The Way I See It: The Sins of Dr. Coates
For most of her working life, my wife was an obstetric nurse. She worked primarily at Central Vermont Hospital, when John Boyd Coates III, M.D., served as an obstetrician there. Hence, I took a personal interest in the story that emerged four years ago, that Dr. Coates, in providing infertility treatment to women in the 1970s, used his own sperm to impregnate at least two patients, after promising that the donors would be anonymous medical students who had physical characteristics similar to the patients’ husbands.
On Dec. 7, a panel of the Vermont Board of Medical Practice held a hearing on the state’s motion to revoke the doctor’s medical license. Curious, I attended the hearing. Dr. Coates did not show up, but was represented by an attorney, who mounted no real defense, except to say, come on, the doctor is 80 years old and retired, has agreed to surrender his license, and “really regrets the circumstances that bring us here today,” so what’s the point?
The point was to let the two patients, and the daughter of the second patient, tell their stories, and to urge the state of Vermont to go on record finding the doctor’s conduct to be so egregious as to warrant permanent revocation of his license to practice.
The first of the two patients saw Dr. Coates as her gynecologist when she lived in Vermont in the 1970s. Her husband had had a vasectomy, and she asked Dr. Coates about procedures for artificial insemination. “We do that here,” he told her. It was very important to her that the donor be anonymous, she testified. She didn’t want someone to “follow” her child. She had full trust in Dr. Coates. “Doctors have such power over us,” she mused.

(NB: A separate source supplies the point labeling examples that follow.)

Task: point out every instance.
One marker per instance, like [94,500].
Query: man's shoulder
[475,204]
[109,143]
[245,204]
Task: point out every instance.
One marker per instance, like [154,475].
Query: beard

For several months, she checked her basal body temperature and her cervical mucosity, indications of ovulation. She reported the information to the doctor’s office, and one morning Dr. Coates told her to meet him at a designated room at the hospital. The room, she testified, had no windows. No one else was present. Dr. Coates came in from a side room and told her to take off all her clothes from the waist down. Then the doctor left her alone for five minutes while he was behind the closed door in the side room. She waited in the cold room. He returned, holding a syringe on a little tray. He opened her legs, squeezed the syringe, then pushed her legs together and told her to stay like that for a few minutes. He left the room and she didn’t see him again that day.
Following that procedure, she had a spontaneous miscarriage. They tried it again the following month. Same room, same procedures. She became pregnant. Dr. Coates delivered the baby, now a woman in her 40s. At her normal six-week checkup following the birth, Dr. Coates asked her what they had named the baby. Her answer was “Barbara.” “Oh, named after my wife?” asked Dr. Coates. The patient, who didn’t know that was the name of the doctor’s wife, thought his reply was very strange.
When Barbara’s son was 15, he had pain in his hips. It turned out he had a genetic flaw in which the ball of the hip grows too big for the socket, requiring surgery. Barbara then wanted to find out who her mother’s sperm donor was to see if there might be other genetic vulnerabilities they should know about. Research by genetic testing sites provided a list of possible matches, which included Dr. Coates. That he was indeed the father was later confirmed.
When the prosecutor asked what the patient’s reaction was when she discovered the truth, Dr. Coates’s attorney objected, arguing that harm to the patient was not relevant to the state’s charges — unprofessional conduct, dishonesty, violating the standard of care, unfitness to practice. The hearing officer, retired Judge George Belcher, overruled the objection. “Consequences are important,” he said.
Surprisingly, the patient’s initial reaction favored Dr. Coates. “Doctors don’t do bad things,” she thought. “There must be a good reason.” But then she described her emotional reaction as “dumbfounded.” She would never have allowed her sperm donor to see or touch her body. Anonymity was imperative. She wakes up at night, in that room, on that table. Her own doctor inseminated her. He was in the room next door, in a state of arousal, producing the sperm that he inserted in her.
The second patient then testified. She was not only Dr. Coates’s OB/GYN patient; she also worked in the hospital at that time as a respiratory therapist and had a professional relationship with the doctor. She described the same procedures, the same promises. If anything, she was more blunt. When she discovered the truth 40 years later, she felt “deceived, used, betrayed, like a guinea pig.” Like the first patient, she was appalled to learn that the sperm donor had touched the intimate areas of her body. This was “a medical rape, in a way.”
Her daughter — Coates’s daughter — also testified how traumatic the discovery was: “to be born out of such a violation to my mother, and [to know] my biological father is the violator. I don’t know how I will ever come to terms with it.”
At the conclusion of the hearing, the three panel members went into a confidential deliberative session. They emerged soon after, announcing their recommendation that the Board of Medical Practice permanently revoke the doctor’s license, issue a reprimand, and impose a financial penalty. A final decision of the board is pending.